No-Code Workflow Orchestration: Using a visual workflow interface with predefined workflows to implement Deep Research.

Dedicated Agent Libraries or Frameworks: Many current solutions follow this approach (see [Reference 1] for details).

RAGFlow 0.20.0, a unified RAG and Agent engine supporting both Workflow and Agentic modes with seamless orchestration on a single canvas, can implement Deep Research through either approach. However, employing Workflow for Deep Research is only functional, as its interface appears like this:

This gives rise to two main problems:

Overly Complex and Unintuitive Orchestration: If the basic Deep Research template is already this complicated, a full application would become a tangled web of workflows that are hard to maintain and expand.

Better Suited to Agentic Methods: Deep Research naturally relies on dynamic problem breakdown and decision-making, with control steps driven by algorithms. Workflow drag-and-drop interfaces only handle simple loops, lacking the flexibility needed for advanced control.

RAGFlow 0.20.0 offers a comprehensive Agent engine designed to help enterprises build production-ready Agents using no-code tools. As the key Agent template, Deep Research strikes a careful balance between simplicity and flexibility. Compared to other solutions, RAGFlow highlights these strengths:

Agentic Execution, No-Code Driven: A fully customisable application template—not just an SDK or runtime—that uses Agentic mechanisms while remaining easy to access through a no-code platform.

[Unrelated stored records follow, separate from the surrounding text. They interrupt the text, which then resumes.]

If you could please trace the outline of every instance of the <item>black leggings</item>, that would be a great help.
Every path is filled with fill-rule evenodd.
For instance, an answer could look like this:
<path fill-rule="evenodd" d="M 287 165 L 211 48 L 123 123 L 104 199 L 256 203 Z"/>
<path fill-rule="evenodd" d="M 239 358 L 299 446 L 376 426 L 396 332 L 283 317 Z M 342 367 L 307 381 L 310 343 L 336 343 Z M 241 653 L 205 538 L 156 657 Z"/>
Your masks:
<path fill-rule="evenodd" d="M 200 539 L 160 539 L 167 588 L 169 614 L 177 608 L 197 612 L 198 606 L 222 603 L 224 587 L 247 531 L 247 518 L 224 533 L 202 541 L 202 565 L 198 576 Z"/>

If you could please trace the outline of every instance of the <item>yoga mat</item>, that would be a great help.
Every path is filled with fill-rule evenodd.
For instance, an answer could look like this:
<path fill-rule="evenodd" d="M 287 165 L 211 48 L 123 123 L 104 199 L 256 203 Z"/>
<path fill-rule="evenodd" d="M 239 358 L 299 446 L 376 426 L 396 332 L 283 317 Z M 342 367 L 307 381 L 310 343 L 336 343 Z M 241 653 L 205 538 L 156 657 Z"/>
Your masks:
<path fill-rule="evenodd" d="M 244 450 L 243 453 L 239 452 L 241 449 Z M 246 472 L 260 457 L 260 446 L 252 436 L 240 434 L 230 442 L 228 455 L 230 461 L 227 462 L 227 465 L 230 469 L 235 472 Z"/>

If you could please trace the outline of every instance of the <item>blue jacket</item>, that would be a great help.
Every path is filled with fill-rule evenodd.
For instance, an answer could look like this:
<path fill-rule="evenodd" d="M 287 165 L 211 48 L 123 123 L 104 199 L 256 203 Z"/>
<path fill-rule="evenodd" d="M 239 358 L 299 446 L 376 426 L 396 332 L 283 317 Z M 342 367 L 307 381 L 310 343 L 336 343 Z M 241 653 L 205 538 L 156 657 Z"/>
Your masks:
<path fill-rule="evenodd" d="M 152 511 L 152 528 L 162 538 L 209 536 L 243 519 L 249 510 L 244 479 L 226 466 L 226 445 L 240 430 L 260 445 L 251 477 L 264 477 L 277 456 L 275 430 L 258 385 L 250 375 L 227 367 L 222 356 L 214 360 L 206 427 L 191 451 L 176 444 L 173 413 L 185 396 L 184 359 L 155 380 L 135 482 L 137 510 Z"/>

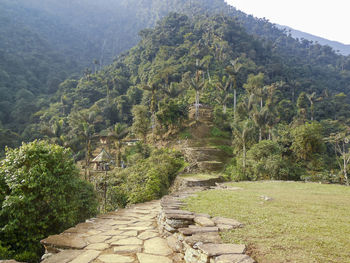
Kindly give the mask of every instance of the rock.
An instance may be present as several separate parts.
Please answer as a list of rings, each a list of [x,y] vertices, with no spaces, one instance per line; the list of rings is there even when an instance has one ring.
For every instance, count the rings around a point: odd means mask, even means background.
[[[105,263],[131,263],[134,262],[132,257],[121,256],[116,254],[104,254],[98,257],[98,260]]]
[[[169,236],[166,238],[166,241],[168,243],[168,246],[172,249],[172,251],[182,252],[183,244],[176,237],[174,237],[173,235]]]
[[[146,240],[144,243],[144,253],[167,256],[172,254],[172,252],[166,240],[160,237]]]
[[[125,231],[120,234],[121,236],[127,236],[127,237],[136,237],[137,231],[131,230],[131,231]]]
[[[157,232],[145,231],[142,234],[140,234],[137,238],[141,239],[141,240],[147,240],[147,239],[150,239],[150,238],[153,238],[153,237],[156,237],[156,236],[158,236]]]
[[[230,254],[210,259],[210,263],[255,263],[255,261],[247,255]]]
[[[230,225],[233,228],[243,227],[244,225],[237,220],[229,219],[225,217],[214,217],[213,221],[216,225]]]
[[[40,243],[45,247],[62,249],[83,249],[87,246],[87,242],[85,242],[81,237],[69,233],[49,236],[48,238],[41,240]]]
[[[142,251],[142,247],[141,246],[118,246],[118,247],[114,247],[113,251],[115,253],[138,253]]]
[[[95,243],[95,244],[88,245],[85,249],[102,251],[107,248],[109,248],[109,245],[106,243]]]
[[[164,256],[155,256],[145,253],[137,253],[137,259],[140,263],[173,263],[173,261]]]
[[[107,239],[110,239],[111,236],[106,236],[106,235],[96,235],[96,236],[91,236],[86,238],[85,240],[89,243],[89,244],[95,244],[95,243],[103,243],[105,242]]]
[[[180,228],[179,232],[185,236],[190,236],[199,233],[208,233],[208,232],[219,232],[217,227],[193,227],[193,228]]]
[[[53,254],[51,257],[44,259],[41,263],[68,263],[82,253],[84,253],[83,250],[63,250],[62,252]]]
[[[202,244],[198,245],[198,248],[209,257],[226,254],[243,254],[246,250],[245,245],[235,244]]]
[[[232,225],[217,224],[216,226],[219,228],[220,231],[234,229],[234,227]]]
[[[77,256],[70,263],[86,263],[91,262],[100,255],[101,251],[96,250],[85,250],[82,254]]]
[[[196,243],[208,244],[214,243],[219,244],[222,242],[220,235],[217,232],[200,233],[192,236],[185,237],[185,242],[193,247]]]
[[[200,226],[215,226],[214,222],[207,217],[198,216],[194,218],[194,222]]]
[[[136,238],[136,237],[129,237],[120,239],[118,241],[112,242],[112,246],[126,246],[126,245],[142,245],[142,240]]]

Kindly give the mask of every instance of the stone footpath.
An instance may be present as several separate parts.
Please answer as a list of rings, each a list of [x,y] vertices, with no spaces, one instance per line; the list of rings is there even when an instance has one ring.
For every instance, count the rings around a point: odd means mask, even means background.
[[[159,201],[101,215],[41,241],[43,263],[171,263],[174,253],[157,230]],[[176,261],[175,261],[176,262]]]
[[[42,262],[254,263],[245,245],[222,244],[219,235],[241,223],[180,209],[184,198],[208,188],[185,188],[49,236],[41,241],[46,249]]]

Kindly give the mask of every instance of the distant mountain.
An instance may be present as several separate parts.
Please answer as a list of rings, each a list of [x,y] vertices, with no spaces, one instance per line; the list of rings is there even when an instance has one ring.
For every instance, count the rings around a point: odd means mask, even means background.
[[[291,27],[288,26],[281,26],[281,25],[277,25],[276,27],[278,27],[279,29],[286,29],[287,33],[290,32],[290,34],[292,35],[292,37],[294,38],[299,38],[299,39],[307,39],[313,42],[318,42],[321,45],[327,45],[330,46],[331,48],[333,48],[335,51],[340,52],[340,54],[344,55],[344,56],[348,56],[350,55],[350,45],[345,45],[343,43],[337,42],[337,41],[332,41],[332,40],[328,40],[326,38],[322,38],[322,37],[318,37],[309,33],[305,33],[303,31],[299,31],[296,29],[293,29]]]

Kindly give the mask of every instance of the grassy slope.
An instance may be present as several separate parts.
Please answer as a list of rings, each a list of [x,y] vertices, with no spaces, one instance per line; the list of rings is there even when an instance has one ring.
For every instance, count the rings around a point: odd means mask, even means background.
[[[188,209],[235,218],[246,226],[223,234],[249,245],[259,263],[350,262],[350,188],[289,182],[234,183],[206,191]],[[272,197],[263,201],[261,196]]]

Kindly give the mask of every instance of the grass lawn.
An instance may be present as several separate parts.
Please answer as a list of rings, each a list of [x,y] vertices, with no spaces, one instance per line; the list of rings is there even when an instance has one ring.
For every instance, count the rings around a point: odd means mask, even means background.
[[[205,191],[187,199],[186,207],[245,224],[223,233],[225,242],[248,245],[258,263],[350,263],[350,187],[296,182],[230,185],[242,189]]]

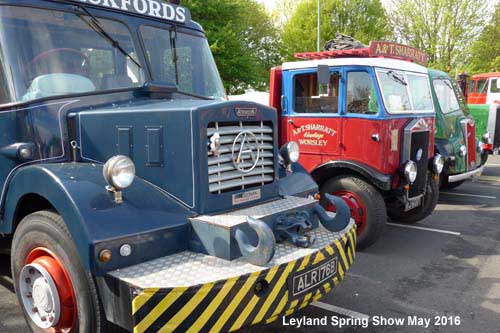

Human Intervention (Coming Soon): Although Deep Research depends on LLM-generated plans, which can feel like a black box, RAGFlow’s template will support manual oversight to introduce certainty—a vital feature for enterprise-grade Agents.

Business-Focused and Outcome-Oriented:

Developers can customise the Deep Research Agent’s structure and tools, such as configuring internal knowledge bases for enterprise data retrieval, to meet specific business needs. Full transparency in the Agent’s workflow—including its plans and execution results—allows timely optimisation based on clear, actionable insights.

Practical Guide to Setting Up Deep Research

We use a Multi-Agent architecture [Reference 2], carefully defining each Agent’s role and responsibilities through thorough Prompt Engineering [Reference 4] and task decomposition principles [Reference 6]:

Lead Agent: Coordinates the Deep Research Agent, handling task planning, reflection, and delegating to Subagents, while keeping track of all workflow progress.

Web Search Specialist Subagent: Acts as the information retrieval expert, querying search engines, assessing results, and returning URLs of the best-quality sources.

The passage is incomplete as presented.